How to close the gap between what we think and what we feel? How do we come to know our deepest aspirations and intentions in the midst of welter of large and small actions and reactions that fill an ordinary day? A little while ago, I received a comment from someone (who was clearly familiar with the Gurdjieff ideas and work) suggesting that the difference between a feeling from another level and our ordinary egocentric emotions (as grandiose as those can be) is the questioning that can come in its wake…a questioning that wakes us up: How can I be responsible? Sometimes (certainly in my case) it gets framed as: What have I been doing with my life?
A few days later, this same person quoted from Exchanges Within by the brilliant student of Gurdjieff, Lord John Pentland: “Sensation is the relating element.

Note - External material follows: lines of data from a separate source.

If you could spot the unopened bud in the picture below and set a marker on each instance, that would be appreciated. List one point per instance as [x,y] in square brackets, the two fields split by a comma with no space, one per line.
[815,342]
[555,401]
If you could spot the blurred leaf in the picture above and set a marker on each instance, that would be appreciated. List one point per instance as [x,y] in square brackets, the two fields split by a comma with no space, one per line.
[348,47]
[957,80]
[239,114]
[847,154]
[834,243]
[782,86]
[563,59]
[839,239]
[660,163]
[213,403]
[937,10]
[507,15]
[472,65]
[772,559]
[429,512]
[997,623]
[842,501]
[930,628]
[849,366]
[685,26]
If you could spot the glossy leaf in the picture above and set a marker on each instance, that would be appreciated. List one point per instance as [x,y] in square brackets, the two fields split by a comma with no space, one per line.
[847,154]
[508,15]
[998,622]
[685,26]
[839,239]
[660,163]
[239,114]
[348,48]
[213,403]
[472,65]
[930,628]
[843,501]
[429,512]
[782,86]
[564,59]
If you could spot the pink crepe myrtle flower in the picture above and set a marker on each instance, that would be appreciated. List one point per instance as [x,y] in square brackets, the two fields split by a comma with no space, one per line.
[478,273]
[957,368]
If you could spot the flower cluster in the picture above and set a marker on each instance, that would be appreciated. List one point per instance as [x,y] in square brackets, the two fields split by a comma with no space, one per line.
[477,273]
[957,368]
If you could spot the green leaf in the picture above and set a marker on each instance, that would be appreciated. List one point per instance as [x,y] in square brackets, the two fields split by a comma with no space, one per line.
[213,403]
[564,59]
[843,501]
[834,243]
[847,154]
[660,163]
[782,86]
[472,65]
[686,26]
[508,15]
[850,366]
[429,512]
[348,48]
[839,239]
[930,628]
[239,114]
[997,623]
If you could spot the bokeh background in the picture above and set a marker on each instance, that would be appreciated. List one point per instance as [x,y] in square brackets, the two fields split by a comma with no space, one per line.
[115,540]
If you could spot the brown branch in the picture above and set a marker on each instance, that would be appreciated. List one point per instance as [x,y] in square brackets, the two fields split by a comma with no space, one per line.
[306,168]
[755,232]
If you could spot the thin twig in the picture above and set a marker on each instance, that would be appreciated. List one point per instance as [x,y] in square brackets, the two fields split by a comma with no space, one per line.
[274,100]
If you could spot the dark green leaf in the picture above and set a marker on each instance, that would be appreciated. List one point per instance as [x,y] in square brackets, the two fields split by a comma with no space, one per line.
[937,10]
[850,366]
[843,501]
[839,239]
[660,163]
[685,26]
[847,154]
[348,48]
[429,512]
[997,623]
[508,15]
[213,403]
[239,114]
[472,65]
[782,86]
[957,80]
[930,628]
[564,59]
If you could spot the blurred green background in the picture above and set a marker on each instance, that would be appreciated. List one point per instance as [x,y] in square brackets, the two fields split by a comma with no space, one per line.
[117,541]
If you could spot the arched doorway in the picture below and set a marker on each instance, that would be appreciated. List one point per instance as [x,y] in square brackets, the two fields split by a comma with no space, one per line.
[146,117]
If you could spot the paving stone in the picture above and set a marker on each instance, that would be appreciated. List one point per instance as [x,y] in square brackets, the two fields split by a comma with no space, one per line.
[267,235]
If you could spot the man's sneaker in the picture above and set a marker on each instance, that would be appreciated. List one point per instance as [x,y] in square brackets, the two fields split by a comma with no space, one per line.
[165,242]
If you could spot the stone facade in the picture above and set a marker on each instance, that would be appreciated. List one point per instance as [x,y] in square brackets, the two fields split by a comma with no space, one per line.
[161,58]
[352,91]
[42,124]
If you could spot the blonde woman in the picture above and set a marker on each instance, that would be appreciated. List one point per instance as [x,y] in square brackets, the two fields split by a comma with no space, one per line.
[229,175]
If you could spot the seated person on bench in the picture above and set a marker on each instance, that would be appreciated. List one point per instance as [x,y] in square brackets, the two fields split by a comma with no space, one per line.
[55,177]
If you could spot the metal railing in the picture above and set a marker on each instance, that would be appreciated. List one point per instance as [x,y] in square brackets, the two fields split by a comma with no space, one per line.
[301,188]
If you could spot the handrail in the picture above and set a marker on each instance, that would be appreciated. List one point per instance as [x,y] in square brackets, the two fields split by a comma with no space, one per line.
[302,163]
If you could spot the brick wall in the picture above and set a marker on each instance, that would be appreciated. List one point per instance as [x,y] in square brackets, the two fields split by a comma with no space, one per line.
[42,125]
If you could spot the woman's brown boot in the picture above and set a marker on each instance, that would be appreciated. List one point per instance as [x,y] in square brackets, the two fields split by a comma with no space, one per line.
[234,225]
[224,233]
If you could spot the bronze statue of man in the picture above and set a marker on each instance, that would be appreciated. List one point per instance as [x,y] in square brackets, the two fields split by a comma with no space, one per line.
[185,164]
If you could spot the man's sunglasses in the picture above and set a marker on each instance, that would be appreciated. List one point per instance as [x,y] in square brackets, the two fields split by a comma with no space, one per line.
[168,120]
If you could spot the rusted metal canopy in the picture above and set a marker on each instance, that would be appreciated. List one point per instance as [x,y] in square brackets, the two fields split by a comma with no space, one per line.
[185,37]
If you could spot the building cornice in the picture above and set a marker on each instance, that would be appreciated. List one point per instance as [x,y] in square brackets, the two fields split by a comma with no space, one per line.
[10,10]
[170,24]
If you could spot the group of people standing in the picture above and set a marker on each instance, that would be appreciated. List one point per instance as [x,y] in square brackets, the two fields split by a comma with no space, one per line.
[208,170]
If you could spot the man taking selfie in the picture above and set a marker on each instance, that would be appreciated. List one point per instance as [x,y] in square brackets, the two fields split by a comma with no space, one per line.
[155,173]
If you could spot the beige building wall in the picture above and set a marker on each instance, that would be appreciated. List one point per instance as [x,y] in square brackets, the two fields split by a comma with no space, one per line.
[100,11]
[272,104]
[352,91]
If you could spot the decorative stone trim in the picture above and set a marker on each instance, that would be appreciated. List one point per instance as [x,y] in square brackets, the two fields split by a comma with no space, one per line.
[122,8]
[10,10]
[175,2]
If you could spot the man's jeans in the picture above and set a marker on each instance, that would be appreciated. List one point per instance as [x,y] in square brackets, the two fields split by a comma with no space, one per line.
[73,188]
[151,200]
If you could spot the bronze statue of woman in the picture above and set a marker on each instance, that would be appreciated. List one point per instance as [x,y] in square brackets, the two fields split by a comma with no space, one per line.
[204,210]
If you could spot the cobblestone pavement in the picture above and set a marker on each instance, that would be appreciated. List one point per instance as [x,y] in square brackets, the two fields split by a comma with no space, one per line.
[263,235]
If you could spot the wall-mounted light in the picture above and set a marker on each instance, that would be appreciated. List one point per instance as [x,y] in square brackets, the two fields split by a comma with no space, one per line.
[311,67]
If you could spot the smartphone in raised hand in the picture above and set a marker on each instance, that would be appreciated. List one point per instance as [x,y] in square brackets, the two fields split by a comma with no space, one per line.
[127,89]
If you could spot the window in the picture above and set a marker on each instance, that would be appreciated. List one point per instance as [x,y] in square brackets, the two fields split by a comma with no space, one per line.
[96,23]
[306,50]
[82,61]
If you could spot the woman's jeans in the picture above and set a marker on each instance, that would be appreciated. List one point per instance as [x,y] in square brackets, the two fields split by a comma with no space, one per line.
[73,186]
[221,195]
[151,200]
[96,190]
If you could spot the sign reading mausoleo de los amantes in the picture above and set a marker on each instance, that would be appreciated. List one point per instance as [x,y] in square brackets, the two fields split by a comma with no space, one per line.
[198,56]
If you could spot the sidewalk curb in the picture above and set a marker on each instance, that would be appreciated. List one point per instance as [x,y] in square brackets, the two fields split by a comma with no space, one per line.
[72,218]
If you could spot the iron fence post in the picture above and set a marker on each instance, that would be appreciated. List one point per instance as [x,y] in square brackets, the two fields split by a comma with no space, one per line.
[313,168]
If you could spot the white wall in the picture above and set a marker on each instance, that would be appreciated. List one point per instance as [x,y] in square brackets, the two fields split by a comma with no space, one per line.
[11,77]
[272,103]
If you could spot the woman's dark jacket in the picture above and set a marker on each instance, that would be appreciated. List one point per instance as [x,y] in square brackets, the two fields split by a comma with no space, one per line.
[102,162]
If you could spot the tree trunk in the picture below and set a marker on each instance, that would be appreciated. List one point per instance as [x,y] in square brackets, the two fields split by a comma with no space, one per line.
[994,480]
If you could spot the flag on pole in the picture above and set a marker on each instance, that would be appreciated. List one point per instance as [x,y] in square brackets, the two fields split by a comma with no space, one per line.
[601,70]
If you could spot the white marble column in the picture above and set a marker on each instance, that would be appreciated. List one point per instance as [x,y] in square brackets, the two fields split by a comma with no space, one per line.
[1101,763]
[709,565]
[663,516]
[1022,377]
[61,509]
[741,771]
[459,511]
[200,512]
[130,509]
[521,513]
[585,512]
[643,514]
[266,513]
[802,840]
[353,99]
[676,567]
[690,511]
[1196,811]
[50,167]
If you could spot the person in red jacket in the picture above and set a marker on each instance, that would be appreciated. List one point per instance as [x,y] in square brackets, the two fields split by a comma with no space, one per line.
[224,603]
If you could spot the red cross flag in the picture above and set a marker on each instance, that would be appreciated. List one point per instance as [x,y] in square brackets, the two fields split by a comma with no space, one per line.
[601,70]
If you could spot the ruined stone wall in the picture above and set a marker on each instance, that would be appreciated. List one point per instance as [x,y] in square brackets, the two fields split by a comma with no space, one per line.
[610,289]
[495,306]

How do you feel what you think or think what you feel? It is through sensation.”
How do we go about this? Tear your nose away from that proverbial grindstone, peel your eyes away from the screen, pull your poor, worried addictive mind away from its current desire and pay attention to what is left in that wake, experience desire as desire, experience your life. Attention can be magic. It can unlock the secrets of life.
To demonstrate, here is a wonderful passage from a story the great contemporary writer, Lorrie Moore: “O.K.,” I said. “Sounds good.” Sounds good. It was the Midwestern girl’s reply to everything. It appeared to clinch a deal, was somewhat the same as the more soldierly Good to go, except that it was promiseless–mere affirmative description. It got you away, out the door.”
Attention can reveal the unexpected depths in seemingly ordinary things.